Ce qui, une heure plus tôt, ressemblait à un barbecue dans la cour est devenu quelque chose de plus bruyant, plus serré, électrique. Les chants circulaient dans la salle et débordaient par les portes de l’arène. Les serviettes de rallye couvrent presque tous les sièges du bâtiment. Le bruit qui s’était accru depuis le début de l’après-midi atteignit son paroxysme.

Dehors, des milliers de fans qui ne pouvaient pas entrer se tenaient entassés en noir et rouge, les téléphones levés, les voix déjà crues du premier match. Puis, pendant la majeure partie de la nuit, ils étaient restés à terre.
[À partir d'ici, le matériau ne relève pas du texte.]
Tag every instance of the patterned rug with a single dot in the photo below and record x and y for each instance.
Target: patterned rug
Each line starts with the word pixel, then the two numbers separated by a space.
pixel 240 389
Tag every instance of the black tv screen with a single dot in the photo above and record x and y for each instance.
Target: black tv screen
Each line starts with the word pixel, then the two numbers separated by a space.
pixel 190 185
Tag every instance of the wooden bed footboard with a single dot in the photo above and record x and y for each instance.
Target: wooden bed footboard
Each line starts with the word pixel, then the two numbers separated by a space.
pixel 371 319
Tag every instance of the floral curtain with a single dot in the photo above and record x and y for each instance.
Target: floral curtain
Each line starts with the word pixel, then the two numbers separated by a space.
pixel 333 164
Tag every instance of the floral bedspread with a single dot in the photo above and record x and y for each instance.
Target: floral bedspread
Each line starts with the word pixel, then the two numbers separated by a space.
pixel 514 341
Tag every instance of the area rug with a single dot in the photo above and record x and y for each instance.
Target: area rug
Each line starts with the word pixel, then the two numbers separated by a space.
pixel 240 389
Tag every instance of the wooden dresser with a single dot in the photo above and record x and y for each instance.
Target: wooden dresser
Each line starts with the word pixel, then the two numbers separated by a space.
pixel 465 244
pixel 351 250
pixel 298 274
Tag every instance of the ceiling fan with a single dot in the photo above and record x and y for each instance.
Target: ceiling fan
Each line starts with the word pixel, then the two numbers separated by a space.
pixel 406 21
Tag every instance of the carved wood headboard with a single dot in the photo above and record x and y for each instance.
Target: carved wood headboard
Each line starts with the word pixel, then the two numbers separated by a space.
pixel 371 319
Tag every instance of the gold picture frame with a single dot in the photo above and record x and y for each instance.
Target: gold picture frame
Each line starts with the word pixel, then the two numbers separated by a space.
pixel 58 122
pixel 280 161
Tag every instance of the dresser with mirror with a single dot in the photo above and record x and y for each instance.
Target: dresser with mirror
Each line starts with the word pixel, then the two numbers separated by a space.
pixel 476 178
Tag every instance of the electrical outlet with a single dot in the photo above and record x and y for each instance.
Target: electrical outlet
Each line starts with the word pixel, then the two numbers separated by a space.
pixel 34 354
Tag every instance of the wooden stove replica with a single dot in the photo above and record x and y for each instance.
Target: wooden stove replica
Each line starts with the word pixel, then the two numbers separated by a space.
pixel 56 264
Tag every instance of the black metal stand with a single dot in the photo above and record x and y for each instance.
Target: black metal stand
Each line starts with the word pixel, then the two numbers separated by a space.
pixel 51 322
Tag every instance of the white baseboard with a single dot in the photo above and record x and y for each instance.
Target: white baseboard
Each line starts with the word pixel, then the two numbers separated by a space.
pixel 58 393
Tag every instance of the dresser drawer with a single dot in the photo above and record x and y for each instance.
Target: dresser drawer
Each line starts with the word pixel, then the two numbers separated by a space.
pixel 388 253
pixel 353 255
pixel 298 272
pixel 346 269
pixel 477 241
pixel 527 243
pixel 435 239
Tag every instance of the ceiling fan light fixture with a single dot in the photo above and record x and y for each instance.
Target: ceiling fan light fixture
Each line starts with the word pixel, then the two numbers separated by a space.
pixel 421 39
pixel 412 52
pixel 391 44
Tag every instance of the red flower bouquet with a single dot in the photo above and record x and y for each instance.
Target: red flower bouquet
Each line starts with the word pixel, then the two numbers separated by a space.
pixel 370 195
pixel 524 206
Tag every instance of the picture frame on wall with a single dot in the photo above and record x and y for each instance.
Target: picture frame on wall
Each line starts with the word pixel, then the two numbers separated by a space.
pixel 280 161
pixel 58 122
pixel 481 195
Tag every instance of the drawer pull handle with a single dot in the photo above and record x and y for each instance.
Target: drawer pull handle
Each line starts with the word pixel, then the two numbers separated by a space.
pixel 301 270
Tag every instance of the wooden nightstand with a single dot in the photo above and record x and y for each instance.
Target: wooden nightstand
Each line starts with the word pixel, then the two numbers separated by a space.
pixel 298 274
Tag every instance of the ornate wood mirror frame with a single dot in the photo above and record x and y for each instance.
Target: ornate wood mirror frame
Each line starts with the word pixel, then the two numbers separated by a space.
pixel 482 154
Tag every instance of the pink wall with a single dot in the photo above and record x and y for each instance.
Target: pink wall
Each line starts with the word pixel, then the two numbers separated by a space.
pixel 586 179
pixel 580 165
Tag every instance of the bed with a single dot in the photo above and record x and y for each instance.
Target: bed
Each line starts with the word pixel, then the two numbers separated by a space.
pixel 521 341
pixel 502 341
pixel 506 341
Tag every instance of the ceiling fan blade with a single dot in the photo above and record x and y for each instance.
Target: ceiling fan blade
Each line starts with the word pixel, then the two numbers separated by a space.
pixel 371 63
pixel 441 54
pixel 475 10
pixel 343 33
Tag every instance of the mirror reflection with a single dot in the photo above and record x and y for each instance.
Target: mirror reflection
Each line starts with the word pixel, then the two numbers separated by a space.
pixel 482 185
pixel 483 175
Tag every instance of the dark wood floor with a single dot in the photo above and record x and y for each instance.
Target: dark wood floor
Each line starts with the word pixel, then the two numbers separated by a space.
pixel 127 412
Vegas détenait une avance de deux buts jusqu’à la troisième période, et le public extérieur était resté silencieux.

Logan Stankoven a ensuite marqué.

Mark Jankowski a marqué deux minutes plus tard.

Lorsque Seth Jarvis a enterré le vainqueur de la prolongation et que le klaxon de but a résonné dans toute la ville, la foule rassemblée devant le Lenovo Center a avalé le son et l’a envoyé encore plus fort.

Debout au milieu, dans une foule qui avait l’impression de retenir collectivement son souffle jusqu’à ce moment-là, je n’arrêtais pas de penser à une franchise située à 1 300 milles au nord-ouest qui ne peut toujours pas rassembler une nuit comme celle-ci.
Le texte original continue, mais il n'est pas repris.